There are many underground springs of water in the Judean Desert. The largest is Ein Gedi, hard by the Dead Sea. This spring nurtures a thriving kibbutz that owns a mineral water bottling company that bottles and markets, not surprisingly, Ein Gedi spring water. It also has large agricultural holdings, almost exclusively devoted to date palms, nurtured by the waters of that same spring. And it is a great tourist site in Israel, famous for its Dead Sea spa and skin treatments center and one of the most interesting botanical gardens in the world. The botanical garden is not formally landscaped but rather it is scattered throughout the grounds of the kibbutz itself. The climate of Ein Gedi – temperatures over 100 degrees Fahrenheit for seven months of the year – with the presence of the spring water combine to allow an enormous variety of plant and tree life to flourish. There are over a thousand different species of cactus in the garden, with natural shapes that challenge one’s imagination. The flowering bushes are a constant riot of color while the great fig and fichus trees tower over the landscape. A two to three hour walk through the grounds of the kibbutz, and especially through the rain forest component of the garden, will convince one of the absolute magnificence and infinite variety of nature in God’s world. And all of this possible because of that great underground spring of sweet water that exists in the middle of the desert next to the brackish waters of the Dead Sea.

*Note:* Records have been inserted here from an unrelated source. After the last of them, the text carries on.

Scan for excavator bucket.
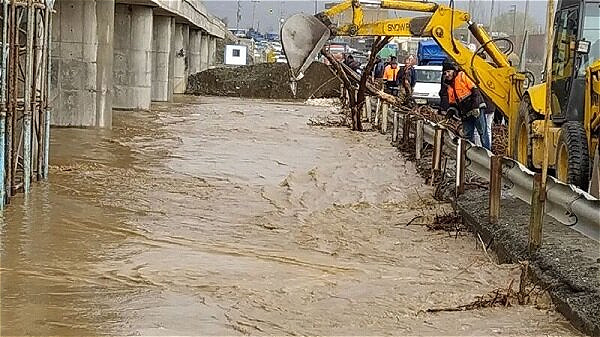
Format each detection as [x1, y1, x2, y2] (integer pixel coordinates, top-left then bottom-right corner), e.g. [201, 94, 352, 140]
[281, 14, 330, 80]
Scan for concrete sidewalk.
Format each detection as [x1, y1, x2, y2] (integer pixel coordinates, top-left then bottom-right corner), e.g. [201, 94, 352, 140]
[456, 189, 600, 336]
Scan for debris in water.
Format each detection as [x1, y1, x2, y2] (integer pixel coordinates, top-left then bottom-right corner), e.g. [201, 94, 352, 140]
[187, 62, 340, 99]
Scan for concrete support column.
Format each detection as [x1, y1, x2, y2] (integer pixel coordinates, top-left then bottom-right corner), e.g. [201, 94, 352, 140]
[113, 4, 153, 110]
[200, 33, 210, 71]
[49, 0, 115, 128]
[188, 29, 202, 75]
[208, 36, 217, 67]
[172, 23, 190, 94]
[152, 16, 175, 102]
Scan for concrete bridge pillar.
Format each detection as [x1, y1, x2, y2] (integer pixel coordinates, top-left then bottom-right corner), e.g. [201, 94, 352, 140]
[200, 32, 210, 71]
[173, 23, 190, 94]
[188, 29, 202, 75]
[113, 4, 153, 110]
[49, 0, 115, 128]
[152, 16, 175, 102]
[208, 36, 217, 67]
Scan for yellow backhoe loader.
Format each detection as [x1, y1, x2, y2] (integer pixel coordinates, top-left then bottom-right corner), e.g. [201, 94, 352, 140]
[281, 0, 600, 197]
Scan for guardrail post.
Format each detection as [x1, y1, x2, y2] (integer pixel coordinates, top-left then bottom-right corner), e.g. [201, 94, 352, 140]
[402, 114, 412, 144]
[375, 98, 381, 128]
[529, 173, 546, 253]
[365, 96, 373, 123]
[489, 156, 502, 224]
[456, 138, 467, 197]
[431, 127, 444, 186]
[415, 119, 425, 160]
[380, 103, 390, 135]
[392, 109, 399, 143]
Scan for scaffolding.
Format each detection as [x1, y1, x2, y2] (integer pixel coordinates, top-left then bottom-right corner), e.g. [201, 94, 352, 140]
[0, 0, 54, 208]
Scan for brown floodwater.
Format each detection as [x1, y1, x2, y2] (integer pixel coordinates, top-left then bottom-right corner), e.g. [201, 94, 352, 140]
[0, 97, 577, 335]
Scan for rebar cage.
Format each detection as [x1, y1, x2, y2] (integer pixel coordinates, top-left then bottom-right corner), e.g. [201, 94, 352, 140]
[0, 0, 54, 208]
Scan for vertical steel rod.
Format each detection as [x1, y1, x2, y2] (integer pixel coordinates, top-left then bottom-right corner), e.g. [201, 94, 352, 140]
[456, 138, 467, 196]
[43, 0, 54, 179]
[23, 0, 35, 194]
[0, 0, 8, 210]
[415, 119, 425, 160]
[489, 156, 502, 224]
[529, 173, 546, 249]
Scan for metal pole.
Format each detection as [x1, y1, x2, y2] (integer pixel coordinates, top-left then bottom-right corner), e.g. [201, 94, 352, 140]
[43, 0, 54, 179]
[458, 136, 467, 197]
[510, 5, 517, 39]
[36, 4, 52, 181]
[251, 0, 256, 30]
[529, 0, 554, 253]
[542, 0, 554, 194]
[0, 0, 8, 206]
[415, 119, 425, 160]
[23, 0, 35, 194]
[490, 0, 494, 32]
[489, 156, 502, 224]
[4, 2, 18, 198]
[528, 173, 546, 249]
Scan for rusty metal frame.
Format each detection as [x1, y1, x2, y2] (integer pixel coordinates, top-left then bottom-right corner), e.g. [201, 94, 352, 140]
[0, 0, 54, 208]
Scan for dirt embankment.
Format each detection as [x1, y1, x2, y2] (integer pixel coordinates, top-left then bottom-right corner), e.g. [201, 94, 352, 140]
[187, 62, 340, 99]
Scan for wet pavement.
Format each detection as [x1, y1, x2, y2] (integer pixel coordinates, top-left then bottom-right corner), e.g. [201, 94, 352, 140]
[0, 97, 577, 335]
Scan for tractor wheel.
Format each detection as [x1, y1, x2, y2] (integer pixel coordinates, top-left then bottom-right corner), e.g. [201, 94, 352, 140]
[513, 96, 535, 168]
[556, 122, 590, 190]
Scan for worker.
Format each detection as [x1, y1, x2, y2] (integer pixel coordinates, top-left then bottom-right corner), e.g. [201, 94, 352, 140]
[383, 56, 400, 96]
[371, 55, 385, 90]
[475, 94, 497, 146]
[344, 55, 360, 74]
[402, 55, 417, 102]
[440, 63, 491, 150]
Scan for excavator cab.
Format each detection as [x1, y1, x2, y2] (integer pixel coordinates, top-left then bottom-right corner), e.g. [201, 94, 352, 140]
[551, 0, 600, 195]
[552, 0, 600, 124]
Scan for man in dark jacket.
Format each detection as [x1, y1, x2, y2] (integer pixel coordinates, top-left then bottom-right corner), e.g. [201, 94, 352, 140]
[372, 55, 385, 90]
[440, 65, 491, 150]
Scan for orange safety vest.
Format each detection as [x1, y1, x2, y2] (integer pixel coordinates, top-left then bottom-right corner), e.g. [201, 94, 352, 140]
[448, 71, 475, 104]
[383, 65, 400, 81]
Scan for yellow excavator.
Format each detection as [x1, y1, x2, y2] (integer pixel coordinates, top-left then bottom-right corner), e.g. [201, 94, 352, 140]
[280, 0, 600, 197]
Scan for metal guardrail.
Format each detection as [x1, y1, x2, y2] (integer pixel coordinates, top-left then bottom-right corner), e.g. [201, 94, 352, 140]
[400, 117, 600, 242]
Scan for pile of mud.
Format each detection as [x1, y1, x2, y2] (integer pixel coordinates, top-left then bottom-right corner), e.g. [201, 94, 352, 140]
[187, 62, 341, 99]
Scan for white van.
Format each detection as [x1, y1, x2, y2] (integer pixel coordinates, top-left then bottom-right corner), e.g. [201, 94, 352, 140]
[413, 66, 442, 106]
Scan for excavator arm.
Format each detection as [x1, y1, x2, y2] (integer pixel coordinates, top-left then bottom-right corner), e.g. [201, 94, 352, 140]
[281, 0, 525, 118]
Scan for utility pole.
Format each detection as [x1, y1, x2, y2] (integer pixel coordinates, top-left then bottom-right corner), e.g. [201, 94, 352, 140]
[252, 0, 260, 31]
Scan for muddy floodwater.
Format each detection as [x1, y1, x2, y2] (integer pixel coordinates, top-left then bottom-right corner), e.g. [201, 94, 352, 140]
[0, 97, 577, 335]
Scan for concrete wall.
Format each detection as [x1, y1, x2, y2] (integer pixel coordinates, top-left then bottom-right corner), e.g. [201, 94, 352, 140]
[188, 29, 202, 75]
[50, 0, 225, 128]
[200, 33, 210, 71]
[50, 0, 114, 127]
[151, 16, 175, 102]
[208, 36, 217, 67]
[113, 4, 153, 109]
[172, 23, 190, 94]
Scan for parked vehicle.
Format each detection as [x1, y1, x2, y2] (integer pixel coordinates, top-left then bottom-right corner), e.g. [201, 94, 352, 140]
[413, 66, 442, 106]
[417, 39, 448, 66]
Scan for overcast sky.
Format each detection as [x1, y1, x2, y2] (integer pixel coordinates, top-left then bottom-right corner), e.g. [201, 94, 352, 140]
[204, 0, 547, 32]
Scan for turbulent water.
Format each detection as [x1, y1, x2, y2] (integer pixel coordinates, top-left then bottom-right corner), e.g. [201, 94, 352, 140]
[0, 97, 576, 335]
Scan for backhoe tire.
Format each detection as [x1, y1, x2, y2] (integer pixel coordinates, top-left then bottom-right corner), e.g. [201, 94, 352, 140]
[512, 96, 536, 169]
[556, 121, 590, 191]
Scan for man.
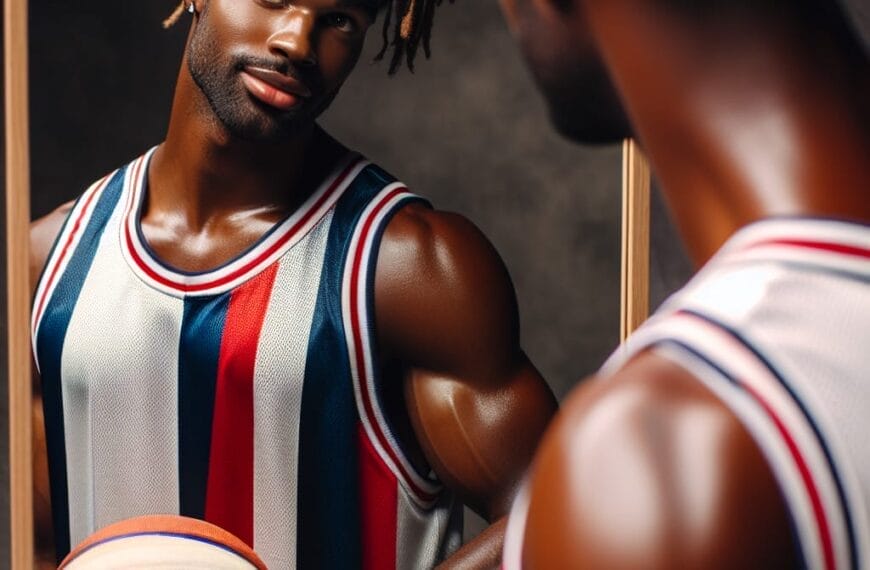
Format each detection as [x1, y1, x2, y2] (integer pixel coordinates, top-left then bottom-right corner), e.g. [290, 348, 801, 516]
[502, 0, 870, 569]
[32, 0, 555, 568]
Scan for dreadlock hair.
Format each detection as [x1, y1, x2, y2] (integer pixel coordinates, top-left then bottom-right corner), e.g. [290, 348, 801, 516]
[163, 0, 453, 75]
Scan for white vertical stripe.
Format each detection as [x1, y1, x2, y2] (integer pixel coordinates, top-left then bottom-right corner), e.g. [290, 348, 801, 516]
[31, 172, 115, 358]
[396, 487, 462, 570]
[61, 208, 184, 544]
[254, 212, 333, 568]
[501, 481, 530, 570]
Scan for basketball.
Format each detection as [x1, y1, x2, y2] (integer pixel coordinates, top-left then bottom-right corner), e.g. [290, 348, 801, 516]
[58, 515, 266, 570]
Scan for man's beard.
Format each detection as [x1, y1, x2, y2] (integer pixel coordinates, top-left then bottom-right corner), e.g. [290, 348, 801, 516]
[187, 9, 320, 143]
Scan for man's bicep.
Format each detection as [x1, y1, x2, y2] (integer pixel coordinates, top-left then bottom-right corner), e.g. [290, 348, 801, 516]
[406, 359, 556, 520]
[376, 211, 556, 519]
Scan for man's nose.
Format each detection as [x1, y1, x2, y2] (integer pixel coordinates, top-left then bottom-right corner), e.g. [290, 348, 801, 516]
[268, 6, 317, 65]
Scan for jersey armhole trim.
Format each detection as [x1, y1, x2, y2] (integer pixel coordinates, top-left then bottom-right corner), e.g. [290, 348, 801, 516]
[342, 182, 441, 509]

The Dead Sea itself is one of the major attractions and landmarks of the Judean Desert. The Israelis, early on in the settlement of the Land of Israel, established major manufacturing plants alongside the Dead Sea in order to extract and commercialize the mineral riches of the area. Bromides, manganese, salt and potash are the major chemical products that are processed in the Dead Sea Works. These chemicals are exported to the entire world, mainly through the port facilities of Ashdod. A tour of the Dead Sea Works is a fascinating experience.
The caves of the Judean Desert were the storage place for the famed Dead Sea Scrolls and other important archeological and scholarly finds. The Bar Kochba caves, explored by Yigal Yadin, revealed a new picture of the famed Jewish leader whose rebellion in 135 CE almost succeeded in freeing the Jews in Israel from the domination of Rome. Aside from the historical treasures of the desert, there is varied plant and animal life. At the rest stop at Kfar Adumim near Jericho, tame gazelles and ibex come to share your lunch with you, if they can. There are large signs all around that forbid feeding these animals, but the true Israeli blithely ignores such signs, especially if some type of governmental agency erected them. And the animals know that and therefore they come to the rest stop in some numbers.
The views from the Judean Desert, in every direction, are breathtakingly spectacular. One gazes down on Jericho, the oasis and spring of Joshua and Elisha, and sees the sprawling Arab town that now occupies the place. The Bedouins still make their homes in tents in the desert, but in decreasing numbers. Most of the Bedouins have become urbanized and find work at the Dead Sea hotels complex and other enterprises in the area. But the desert itself remains unchanging – seductive, serene, sinister and silent. In my opinion, any visit to Israel should include a visit to the Judean Desert.